Начиная с середины XVI в. «стол» и «пир» в посольских книгах фиксируются раздельно, следовательно, разница между ними ясно сознавалась современниками. «Стол» отличался чинностью и пышной церемонностью. На пирах царь и его сотрапезники, само собой, вели себя гораздо проще. В пиршественном зале присутствовали музыканты, певцы, даже скоморохи, появление которых на дипломатическом обеде было невозможно. Порой пировавшие надевали маски («машкары»).
Строгий, до мелочей продуманный «чин» посольских угощений нес определенную функциональную нагрузку, которая становилась все значительнее и в итоге резко отделила их от карнавальной обстановки царских пиров.
Церемониальные нормы московских официальных обедов во многом опирались на традиции национальные. Однако обряды, взятые из народной жизни, но проникшие в придворный быт, несравненно более подвижный и гибкий, нежели стихия, их породившая, существенно видоизменились, приобрели новые черты; старинные нормы были приспособлены для выражения политических идей. Эти обряды, став частью государственного этикета, подверглись постепенной формализации, утратили свое ритуальное значение, как это всегда бывает, когда обычай превращается в этикет.

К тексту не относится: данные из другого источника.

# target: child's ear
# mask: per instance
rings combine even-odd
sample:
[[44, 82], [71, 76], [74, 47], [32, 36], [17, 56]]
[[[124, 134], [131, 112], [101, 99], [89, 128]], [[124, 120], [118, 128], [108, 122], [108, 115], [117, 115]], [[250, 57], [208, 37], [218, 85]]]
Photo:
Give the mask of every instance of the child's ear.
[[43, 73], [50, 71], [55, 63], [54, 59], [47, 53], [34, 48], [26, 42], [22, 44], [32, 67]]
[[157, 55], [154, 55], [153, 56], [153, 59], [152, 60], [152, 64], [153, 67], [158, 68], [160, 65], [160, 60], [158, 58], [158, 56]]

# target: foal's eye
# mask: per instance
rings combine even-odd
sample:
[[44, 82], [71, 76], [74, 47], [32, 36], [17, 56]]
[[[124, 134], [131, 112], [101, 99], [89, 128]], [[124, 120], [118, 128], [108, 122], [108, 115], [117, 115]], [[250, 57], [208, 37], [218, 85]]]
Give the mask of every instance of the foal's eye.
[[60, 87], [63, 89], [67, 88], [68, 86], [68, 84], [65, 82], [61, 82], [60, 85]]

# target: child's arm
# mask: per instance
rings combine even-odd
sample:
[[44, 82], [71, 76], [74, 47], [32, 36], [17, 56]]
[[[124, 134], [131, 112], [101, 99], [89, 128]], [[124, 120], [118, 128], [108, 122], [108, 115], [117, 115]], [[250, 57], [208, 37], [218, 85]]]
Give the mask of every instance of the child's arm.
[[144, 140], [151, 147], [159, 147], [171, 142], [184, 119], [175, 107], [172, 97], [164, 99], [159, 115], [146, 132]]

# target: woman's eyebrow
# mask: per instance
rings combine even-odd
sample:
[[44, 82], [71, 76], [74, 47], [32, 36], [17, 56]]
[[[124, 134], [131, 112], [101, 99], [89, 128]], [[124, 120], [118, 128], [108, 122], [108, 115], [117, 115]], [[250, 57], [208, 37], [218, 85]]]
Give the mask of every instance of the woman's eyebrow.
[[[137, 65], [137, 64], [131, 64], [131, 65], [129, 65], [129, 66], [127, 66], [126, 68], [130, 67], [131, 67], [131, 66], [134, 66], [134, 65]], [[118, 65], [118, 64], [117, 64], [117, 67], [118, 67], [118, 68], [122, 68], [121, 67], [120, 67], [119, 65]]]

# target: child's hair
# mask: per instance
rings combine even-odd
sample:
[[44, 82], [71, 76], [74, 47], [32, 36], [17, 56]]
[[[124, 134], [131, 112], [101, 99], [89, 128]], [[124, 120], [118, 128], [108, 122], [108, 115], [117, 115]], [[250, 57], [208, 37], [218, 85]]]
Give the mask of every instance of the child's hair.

А. С. Пушкин писал: «Неспешно предки наши ели…». Эта торжественная неспешность, призванная выразить великое в малом и бывшая характерной чертой всех русских посольских обычаев, особенно ярко проявилась именно в столовом церемониале московского двора.
Глава VII. В «ОТВЕТНОЙ» ПАЛАТЕ
Поиски «посредствия»
Собственно переговоры с иностранными послами также проходили в Кремлевском дворце, в «Набережной палате, где бояре судят» (там в отсутствие государя Боярская дума разбирала текущие дела). Но посольские книги чаще называют эту палату просто «ответной». В ней, а не в приемных покоях, послам давался «ответ» на привезенные ими грамоты и обсуждались все политические проблемы, для разрешения которых прибыло данное посольство. В относительно свободной обстановке «ответной» палаты, где обе стороны не были стеснены присутствием государя, бушевали страсти, сталкивались аргументы и контраргументы, цитаты из Священного писания перемежались клятвами, взаимными обвинениями, даже перебранками и недвусмысленные угрозы вплетались в тонкую вязь дипломатической риторики.